Ia memaparkan, sebelum tahun 2026, penghimpunan ZIS dikelola masing-masing kantor Kemenag kabupaten dan kota.
Namun, sejak sistem penggajian ASN terintegrasi di Kanwil per 1 Januari 2026, pengelolaan administrasi gaji, termasuk potongan ZIS yang bersifat sukarela, ditangani bendahara Kanwil Kemenag Lampung.
BACA JUGA:Pasokan Listrik di Lampung Berangsur Stabil, PLN Terus Lakukan Pemulihan
Pada Januari dan Februari 2026, mekanisme pemotongan masih mengikuti pola lama sesuai kesediaan pegawai di daerah.

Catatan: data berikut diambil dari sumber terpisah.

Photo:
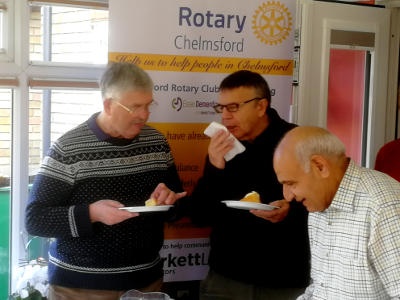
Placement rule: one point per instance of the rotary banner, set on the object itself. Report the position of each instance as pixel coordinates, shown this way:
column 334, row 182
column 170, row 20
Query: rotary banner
column 188, row 47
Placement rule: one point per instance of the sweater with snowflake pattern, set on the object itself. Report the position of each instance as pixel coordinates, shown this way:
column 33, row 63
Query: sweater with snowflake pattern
column 86, row 165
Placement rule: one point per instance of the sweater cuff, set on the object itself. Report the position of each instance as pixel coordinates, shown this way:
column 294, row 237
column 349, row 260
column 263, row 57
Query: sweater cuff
column 83, row 225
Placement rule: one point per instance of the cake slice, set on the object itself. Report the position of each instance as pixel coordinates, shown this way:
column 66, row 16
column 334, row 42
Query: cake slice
column 252, row 197
column 150, row 202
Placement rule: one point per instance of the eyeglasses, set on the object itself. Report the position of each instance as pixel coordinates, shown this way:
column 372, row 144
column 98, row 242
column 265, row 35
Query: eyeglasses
column 232, row 107
column 147, row 107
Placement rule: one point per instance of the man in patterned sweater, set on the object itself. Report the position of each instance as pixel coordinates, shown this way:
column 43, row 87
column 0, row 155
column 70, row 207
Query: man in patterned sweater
column 110, row 161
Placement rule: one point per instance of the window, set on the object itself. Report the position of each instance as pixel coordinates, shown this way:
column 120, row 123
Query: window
column 44, row 79
column 6, row 30
column 68, row 34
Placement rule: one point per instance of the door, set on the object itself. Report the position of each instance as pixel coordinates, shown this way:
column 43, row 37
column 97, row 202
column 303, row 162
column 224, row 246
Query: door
column 341, row 67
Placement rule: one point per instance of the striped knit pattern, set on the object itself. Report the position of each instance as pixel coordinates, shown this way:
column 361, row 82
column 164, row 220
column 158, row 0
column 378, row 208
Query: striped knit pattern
column 85, row 166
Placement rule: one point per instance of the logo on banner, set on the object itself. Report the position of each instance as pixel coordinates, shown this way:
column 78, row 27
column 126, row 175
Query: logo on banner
column 272, row 23
column 177, row 103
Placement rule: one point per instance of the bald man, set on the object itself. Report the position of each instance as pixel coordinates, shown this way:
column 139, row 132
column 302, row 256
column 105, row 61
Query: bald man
column 354, row 224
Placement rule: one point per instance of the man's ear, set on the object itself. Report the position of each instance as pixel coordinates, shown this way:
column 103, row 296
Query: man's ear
column 320, row 165
column 263, row 104
column 106, row 105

Sementara pada Maret dan April 2026, Kanwil hanya menyampaikan imbauan dengan nominal Rp100 ribu bagi CPNS dan PPPK baru tanpa kewajiban.
Zulkarnain menegaskan fleksibilitas tetap menjadi prinsip utama. ASN bebas menentukan besaran infak, bahkan diperbolehkan untuk tidak berpartisipasi sama sekali.
“Ada yang hanya Rp50 ribu, Rp25 ribu, bahkan tidak ada apa-apa. Tidak ada paksaan, yang penting mereka ikhlas,” katanya.